Today, a fellow fire fighter commented about how relationships are inadvertently based on lies.

He said: “I realise that lies are a big part of human interactions. And the closer we are, the more we lie and hide cos’ we realise the more we have to lose“.

I hate to sound cynical, and to tell him that well, that’s the way life is. But really. People lie in the hope that their happiness will stay uninterrupted for a longer time. Hope and happiness.

When i was 5, and when my parents separated, every single adult lied. They told me that my father was away on a long work trip. My father himself called to assure me that he was on a long work trip.

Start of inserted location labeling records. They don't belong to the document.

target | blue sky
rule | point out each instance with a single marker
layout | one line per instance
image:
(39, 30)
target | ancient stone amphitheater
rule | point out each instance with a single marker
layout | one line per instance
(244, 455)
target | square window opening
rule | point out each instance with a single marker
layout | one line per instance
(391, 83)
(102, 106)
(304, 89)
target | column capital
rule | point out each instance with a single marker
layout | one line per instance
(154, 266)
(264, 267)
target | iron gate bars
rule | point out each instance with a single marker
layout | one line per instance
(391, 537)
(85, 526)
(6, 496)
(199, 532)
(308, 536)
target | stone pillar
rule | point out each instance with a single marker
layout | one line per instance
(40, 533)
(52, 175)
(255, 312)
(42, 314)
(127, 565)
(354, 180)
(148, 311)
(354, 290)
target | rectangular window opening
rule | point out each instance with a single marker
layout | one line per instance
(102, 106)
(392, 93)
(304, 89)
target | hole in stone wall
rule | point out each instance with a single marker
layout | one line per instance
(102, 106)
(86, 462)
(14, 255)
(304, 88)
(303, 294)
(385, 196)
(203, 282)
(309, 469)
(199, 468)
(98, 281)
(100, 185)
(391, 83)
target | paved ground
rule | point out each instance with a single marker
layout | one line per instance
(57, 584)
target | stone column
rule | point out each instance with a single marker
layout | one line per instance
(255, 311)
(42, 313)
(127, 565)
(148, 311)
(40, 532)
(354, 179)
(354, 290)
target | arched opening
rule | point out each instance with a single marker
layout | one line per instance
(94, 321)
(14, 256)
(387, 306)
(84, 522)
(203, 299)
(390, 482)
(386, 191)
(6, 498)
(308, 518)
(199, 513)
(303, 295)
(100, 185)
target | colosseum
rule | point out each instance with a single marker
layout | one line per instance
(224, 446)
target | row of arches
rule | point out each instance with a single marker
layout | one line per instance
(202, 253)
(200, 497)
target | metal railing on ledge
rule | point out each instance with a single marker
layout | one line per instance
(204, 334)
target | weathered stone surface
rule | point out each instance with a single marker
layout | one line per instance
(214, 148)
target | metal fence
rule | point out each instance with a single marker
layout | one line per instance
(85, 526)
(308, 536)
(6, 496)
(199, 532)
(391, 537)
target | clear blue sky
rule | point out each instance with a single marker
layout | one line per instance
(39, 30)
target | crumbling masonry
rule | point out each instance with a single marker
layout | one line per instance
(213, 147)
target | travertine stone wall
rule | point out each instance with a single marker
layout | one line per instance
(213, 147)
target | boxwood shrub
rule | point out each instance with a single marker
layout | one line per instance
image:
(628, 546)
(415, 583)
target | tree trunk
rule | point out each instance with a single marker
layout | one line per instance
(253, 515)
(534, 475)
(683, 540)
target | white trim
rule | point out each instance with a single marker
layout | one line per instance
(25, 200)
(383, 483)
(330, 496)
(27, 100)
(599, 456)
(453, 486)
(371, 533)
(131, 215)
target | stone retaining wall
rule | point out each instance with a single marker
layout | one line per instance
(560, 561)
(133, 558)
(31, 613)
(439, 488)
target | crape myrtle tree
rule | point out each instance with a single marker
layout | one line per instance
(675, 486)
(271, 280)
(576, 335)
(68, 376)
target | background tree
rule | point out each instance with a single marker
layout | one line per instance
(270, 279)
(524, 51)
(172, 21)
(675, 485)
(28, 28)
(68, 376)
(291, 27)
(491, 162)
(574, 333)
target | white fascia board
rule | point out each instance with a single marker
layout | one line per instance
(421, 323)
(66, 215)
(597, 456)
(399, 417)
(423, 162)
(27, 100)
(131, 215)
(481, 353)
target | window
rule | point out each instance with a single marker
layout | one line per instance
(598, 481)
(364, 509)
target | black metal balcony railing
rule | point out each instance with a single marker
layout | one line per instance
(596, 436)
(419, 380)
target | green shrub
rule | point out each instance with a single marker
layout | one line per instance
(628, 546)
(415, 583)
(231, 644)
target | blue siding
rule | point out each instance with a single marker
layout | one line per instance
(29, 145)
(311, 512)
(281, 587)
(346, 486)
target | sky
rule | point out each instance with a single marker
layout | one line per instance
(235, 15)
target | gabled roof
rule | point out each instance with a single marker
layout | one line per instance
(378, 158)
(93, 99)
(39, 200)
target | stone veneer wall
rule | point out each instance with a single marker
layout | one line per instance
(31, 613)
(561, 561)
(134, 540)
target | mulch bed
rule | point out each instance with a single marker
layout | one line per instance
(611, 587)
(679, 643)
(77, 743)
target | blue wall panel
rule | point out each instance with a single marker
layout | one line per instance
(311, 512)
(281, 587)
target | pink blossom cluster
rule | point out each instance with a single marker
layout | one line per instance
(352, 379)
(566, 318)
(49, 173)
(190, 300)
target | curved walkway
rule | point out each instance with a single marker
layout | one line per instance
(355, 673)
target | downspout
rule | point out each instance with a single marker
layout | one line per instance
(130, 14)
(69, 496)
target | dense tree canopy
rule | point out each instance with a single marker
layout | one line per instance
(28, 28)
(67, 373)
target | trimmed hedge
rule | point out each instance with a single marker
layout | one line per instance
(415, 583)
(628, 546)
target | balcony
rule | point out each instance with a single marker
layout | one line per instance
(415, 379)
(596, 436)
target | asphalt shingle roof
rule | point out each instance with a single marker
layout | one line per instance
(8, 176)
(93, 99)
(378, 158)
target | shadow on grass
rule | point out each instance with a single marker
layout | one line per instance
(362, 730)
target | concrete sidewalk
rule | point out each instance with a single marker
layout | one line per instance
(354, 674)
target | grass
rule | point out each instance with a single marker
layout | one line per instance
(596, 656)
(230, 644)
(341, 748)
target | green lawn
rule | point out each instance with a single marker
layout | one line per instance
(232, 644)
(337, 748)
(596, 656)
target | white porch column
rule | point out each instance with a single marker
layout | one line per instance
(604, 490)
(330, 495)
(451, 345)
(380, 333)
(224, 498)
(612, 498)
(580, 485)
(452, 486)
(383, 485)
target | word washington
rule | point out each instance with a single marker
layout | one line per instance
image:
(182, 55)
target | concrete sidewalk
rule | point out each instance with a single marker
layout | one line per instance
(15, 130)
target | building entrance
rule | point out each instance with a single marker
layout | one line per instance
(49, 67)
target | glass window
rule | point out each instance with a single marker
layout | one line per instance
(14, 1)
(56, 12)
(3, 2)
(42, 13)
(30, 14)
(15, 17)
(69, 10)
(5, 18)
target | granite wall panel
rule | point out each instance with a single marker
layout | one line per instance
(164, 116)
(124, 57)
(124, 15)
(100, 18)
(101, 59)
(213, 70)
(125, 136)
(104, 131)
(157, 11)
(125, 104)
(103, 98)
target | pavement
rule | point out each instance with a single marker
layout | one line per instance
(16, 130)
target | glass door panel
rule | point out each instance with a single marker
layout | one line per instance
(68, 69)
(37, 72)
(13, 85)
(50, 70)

What they didn’t realise was that i understood, at the age of 5, the Hokkien dialect very well. I knew what happened, and i knew my mum was upset. But at the age of 5, i realised that it was vital for me to lie and to build on the web of lies weaved lovingly by adults around me so that they can maintain a level of normalcy. I can’t explain why i knew instinctively that i had to partake in the lying game but i knew it as surely as i understood that murder is bad and kindness is pure. Adults lied, partly for me, partly cos’ to delude themselves and to make life easier. And so at the age of 5, i learnt to smile, deceive and act like i was utterly clueless. I figured it was all for the greater good.

Years later, i bawled while watching Finding Neverland. Kate Winslet was dying and she was lying through her chattering teeth, telling her little boys that she was ok. Those poor kids knew very well that she was pretending, but they indulged themselves in her make-believe so that they could help her pretend that everything was under control.

So there, lying is something we pick up almost subconsciously as little kids, and we pick up that necessary evil from adults. We gradually lose our ability and courage to be completely and wholeheartedly honest simply because we know that we may have nothing to gain and almost certainly everything to lose by telling the truth.